Why the scramble is shared. The locality-breaking bijection's only load-bearing property is the oddness of M (odd ⇒ coprime to 2^bits ⇒ bijective, with the closed-form inverse in iperm). It is a standard reversible integer hash and is independent of the vocabulary. So dot-chars carries over the identical M = 0x9E3779B97F4A7C15, C = 0xD1B54A32D192ED03 unchanged. The geo quantiser and axis ranges (LAT/LON/ALT_MIN/MAX, the 9/55 altitude fraction) are likewise mirrored from dot-words verbatim.

Implementation note. dot-words is a sibling repo, not a published package, so dot-chars re-implements the thin shared core (scramble + quantiser) in dot_chars/codec.py + dot_chars/geo.py rather than importing it. The values are identical on purpose. This keeps dot-chars a standalone, installable unit while documenting the shared lineage. No change to dot-words was required.

The three encodings

Encoding Atoms Vocabulary V Bits/atom Total bits Horizontal res Altitude res
unicode 3 chars 1,114,112 ~20.087 60 ~0.6–1.2 m ~9.8 m
alphanumeric 8 chars 62 ~5.954 47 ~38 m ~39 m
emoji 4 emoji 3,600 (Unicode 15.0 frozen) ~11.81 47 ~38 m ~39 m

(Resolutions printed by dotchars info.)

Deriving the constants (re-derivable from first principles)

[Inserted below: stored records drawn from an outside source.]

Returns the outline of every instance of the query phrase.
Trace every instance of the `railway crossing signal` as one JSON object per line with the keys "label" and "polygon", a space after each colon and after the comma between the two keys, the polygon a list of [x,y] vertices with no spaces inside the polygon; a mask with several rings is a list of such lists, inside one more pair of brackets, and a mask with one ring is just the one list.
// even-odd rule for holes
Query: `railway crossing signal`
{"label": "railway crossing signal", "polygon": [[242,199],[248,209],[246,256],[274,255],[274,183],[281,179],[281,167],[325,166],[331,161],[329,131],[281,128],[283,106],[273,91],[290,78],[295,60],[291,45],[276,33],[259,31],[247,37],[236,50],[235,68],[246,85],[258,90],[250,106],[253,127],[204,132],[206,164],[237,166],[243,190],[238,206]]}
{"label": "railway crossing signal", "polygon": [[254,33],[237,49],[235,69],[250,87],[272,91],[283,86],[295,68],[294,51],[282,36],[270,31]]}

Like dot-words, dot-chars has no magic numbers in its sizing — everything falls out of the vocabulary size V and the atom count, against the same physical demand (Earth's surface).

Capacity per encoding. count atoms of a V-symbol vocabulary address up to V^count distinct values. We pick total_bits = floor(log2(V^count)) — the largest power-of-two grid that fits in the atom budget — and run the scramble over [0, 2^total_bits). Because 2^total_bits ≤ V^count, the scrambled index always fits back into count atoms.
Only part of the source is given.